文本挖掘之文本聚类(MapReduce)
刘 勇 Email:lyssym@sina.com
简介
针对大数量的文本数据,采用单线程处理时,一方面消耗较长处理时间,另一方面对大量数据的I/O操作也会消耗较长处理时间,同时对内存空间的消耗也是很大,因此,本文引入MapReduce计算模型,以分布式方式处理文本数据,以期提高数据处理速率。本文结合Kmeans和DBSCAN算法,对上述算法进行改进,其中借鉴Kmeans聚类方法(类别个数的确定性)以及DBSCAN聚类方法(基于密度),并在数据处理过程中引入多个Reducer对数据进行归并处理。测试结果表明:在文本个数为457条,迭代次数为50次时,该算法具有可行性;但是在数据规模较小时,其处理速率较单线程处理存在一定的劣势,但是当数据量继续增大(数据量达到一定规模)时,基于分布式的算法,其速率优势会更加明显。
相关模型
本文本着以实际工程应用的角度,针对其中涉及到的数学模型简要描述如下,更多内容请参考本系列之前的内容:
1)余弦相似度
本文在判别Web 文本数据相似度时,采用余弦定理对其进行判别,即将两篇Web文本先中文分词后进行量化,然后计算上述两个向量的余弦值,进而对其进行判定相似度,其中为了让处理结果更加准确,引入了同义词词林,即加载同义词词典。更多内容在此不再赘述,详细内容见本系列之文本挖掘之文本相似度判定。
2)DBSCAN
DBSCAN聚类方法涉及两个重要的参数,即e邻域(近似理解为半径)和最少个数minPts(某一个固定值,即密度标识),上述参数表征在某个对象(理解为某一Web文本数据)的e邻域内对象数据个数大于minPts,则该对象为核心对象;然后根据该核心对象的e邻域内某一个对象i,选择对象i的e邻域内核心对象或边缘对象,继而持续递归,从而将上述所有寻找到的数据归为一个聚类集合。DBSCAN的目的在于寻找密度相连对象的最大集合,浅显的解释为,通过A可以找到B,通过B可以找到C,则A、B和C为同一聚类。更多内容在此不再赘述,详细内容见本系列之文本挖掘之文本聚类(DBSCAN)。
3)Kmeans
Kmeans聚类方法先初始化K(K在聚类前就已确定,需要指出,DBSCAN方法在聚类前的类别个数是无法知道的)个聚类中心(即质心),然后将文本数据与聚类中心比较,与哪个聚类中心更合适(本文以余弦相似度表征)则与该聚类中心为一类,一轮过后则重新计算各个聚类中心(即质心),并进行迭代,直至最终收敛或者达到迭代次数为止。其中在聚类中心计算中引入DBSCAN方法中基于密度的思维,即在某一类中,若某个向量的密度最大,则该节点向量成为新的质心,较其它算法采用距离统计的算法有所创新。
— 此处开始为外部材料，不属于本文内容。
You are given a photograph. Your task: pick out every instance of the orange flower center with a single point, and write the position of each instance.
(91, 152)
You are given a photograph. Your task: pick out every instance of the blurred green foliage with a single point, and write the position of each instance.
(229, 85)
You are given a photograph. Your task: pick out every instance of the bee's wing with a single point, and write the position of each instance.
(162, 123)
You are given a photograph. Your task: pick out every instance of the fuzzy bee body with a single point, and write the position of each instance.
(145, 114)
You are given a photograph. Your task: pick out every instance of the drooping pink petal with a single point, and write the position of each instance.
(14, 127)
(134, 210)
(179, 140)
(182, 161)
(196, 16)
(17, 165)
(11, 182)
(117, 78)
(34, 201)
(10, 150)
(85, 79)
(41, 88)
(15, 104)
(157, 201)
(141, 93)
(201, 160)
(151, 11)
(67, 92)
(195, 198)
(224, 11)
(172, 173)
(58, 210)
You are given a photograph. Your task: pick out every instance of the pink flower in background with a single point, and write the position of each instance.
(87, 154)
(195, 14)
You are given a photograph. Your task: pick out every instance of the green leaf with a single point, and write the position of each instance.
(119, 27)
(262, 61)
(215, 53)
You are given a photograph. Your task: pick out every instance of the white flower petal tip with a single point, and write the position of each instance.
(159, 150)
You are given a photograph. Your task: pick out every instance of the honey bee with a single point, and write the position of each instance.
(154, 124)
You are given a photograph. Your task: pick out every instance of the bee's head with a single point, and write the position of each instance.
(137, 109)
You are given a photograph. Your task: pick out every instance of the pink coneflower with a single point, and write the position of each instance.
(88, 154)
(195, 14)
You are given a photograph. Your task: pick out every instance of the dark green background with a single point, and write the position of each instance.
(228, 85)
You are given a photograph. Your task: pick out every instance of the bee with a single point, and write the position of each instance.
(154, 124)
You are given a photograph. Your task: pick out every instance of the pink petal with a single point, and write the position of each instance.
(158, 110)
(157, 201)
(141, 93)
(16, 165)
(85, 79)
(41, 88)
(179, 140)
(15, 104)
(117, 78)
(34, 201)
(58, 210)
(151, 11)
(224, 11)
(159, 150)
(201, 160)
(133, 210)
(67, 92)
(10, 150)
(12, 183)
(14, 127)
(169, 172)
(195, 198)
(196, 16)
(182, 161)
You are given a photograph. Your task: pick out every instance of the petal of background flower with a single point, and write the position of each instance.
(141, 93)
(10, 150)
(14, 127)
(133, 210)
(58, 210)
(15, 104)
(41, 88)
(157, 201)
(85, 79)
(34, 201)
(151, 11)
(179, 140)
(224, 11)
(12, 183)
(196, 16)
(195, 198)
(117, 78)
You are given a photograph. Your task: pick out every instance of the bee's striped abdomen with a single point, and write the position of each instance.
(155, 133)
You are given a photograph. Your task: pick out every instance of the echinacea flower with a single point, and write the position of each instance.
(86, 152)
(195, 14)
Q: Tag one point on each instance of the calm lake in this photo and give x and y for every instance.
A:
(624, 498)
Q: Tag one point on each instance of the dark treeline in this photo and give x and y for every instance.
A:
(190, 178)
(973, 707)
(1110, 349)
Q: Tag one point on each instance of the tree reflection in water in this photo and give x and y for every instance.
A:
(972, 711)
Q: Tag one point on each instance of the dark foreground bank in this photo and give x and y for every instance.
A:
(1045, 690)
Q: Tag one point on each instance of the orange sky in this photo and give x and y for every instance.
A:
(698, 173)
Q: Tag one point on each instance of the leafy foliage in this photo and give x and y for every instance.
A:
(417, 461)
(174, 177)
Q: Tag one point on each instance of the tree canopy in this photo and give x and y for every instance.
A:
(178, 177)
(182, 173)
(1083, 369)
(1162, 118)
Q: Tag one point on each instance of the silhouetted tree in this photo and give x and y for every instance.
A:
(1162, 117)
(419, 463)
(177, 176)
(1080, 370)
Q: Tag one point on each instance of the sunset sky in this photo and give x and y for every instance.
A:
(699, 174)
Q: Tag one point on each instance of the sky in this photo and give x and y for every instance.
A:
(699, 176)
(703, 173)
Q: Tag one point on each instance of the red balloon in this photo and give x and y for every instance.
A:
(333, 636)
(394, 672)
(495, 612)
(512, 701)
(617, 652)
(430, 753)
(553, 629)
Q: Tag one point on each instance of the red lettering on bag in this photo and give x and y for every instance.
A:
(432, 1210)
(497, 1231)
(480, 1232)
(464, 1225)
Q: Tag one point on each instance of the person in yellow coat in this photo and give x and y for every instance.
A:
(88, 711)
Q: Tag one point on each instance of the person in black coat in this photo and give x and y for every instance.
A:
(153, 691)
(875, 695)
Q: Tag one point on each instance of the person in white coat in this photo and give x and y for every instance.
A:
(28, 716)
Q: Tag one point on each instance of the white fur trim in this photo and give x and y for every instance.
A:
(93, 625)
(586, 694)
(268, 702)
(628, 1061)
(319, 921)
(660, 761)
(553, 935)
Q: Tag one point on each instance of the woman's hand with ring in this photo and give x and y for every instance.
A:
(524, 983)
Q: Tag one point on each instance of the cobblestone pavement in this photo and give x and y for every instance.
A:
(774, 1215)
更多内容在此不再赘述。
基于MapReduce的改进算法实现
图-1 基于MapReduce的改进算法框架图
如图-1所示,为基于MapReduce的改进算法,单次执行框架图。对该框架中部分核心内容解释如下:
1) 在Mapper端,借鉴Kmeans算法确定K个类别及其初始质心,然后根据该质心,将所有文本进行一次聚类,以相似度与哪个质心相近,则属于质心属于该类别。
2)在Reducer端,借鉴DBSCAN算法,计算某个所属类别的e领域中所含个数,并以该e领域类所含个数,即minPts个数最多者为新的质心,即密度最大者为新的质心。
3)在Reducer端,为加快程序访问速率,采用5个Reducer来重新计算类别质心。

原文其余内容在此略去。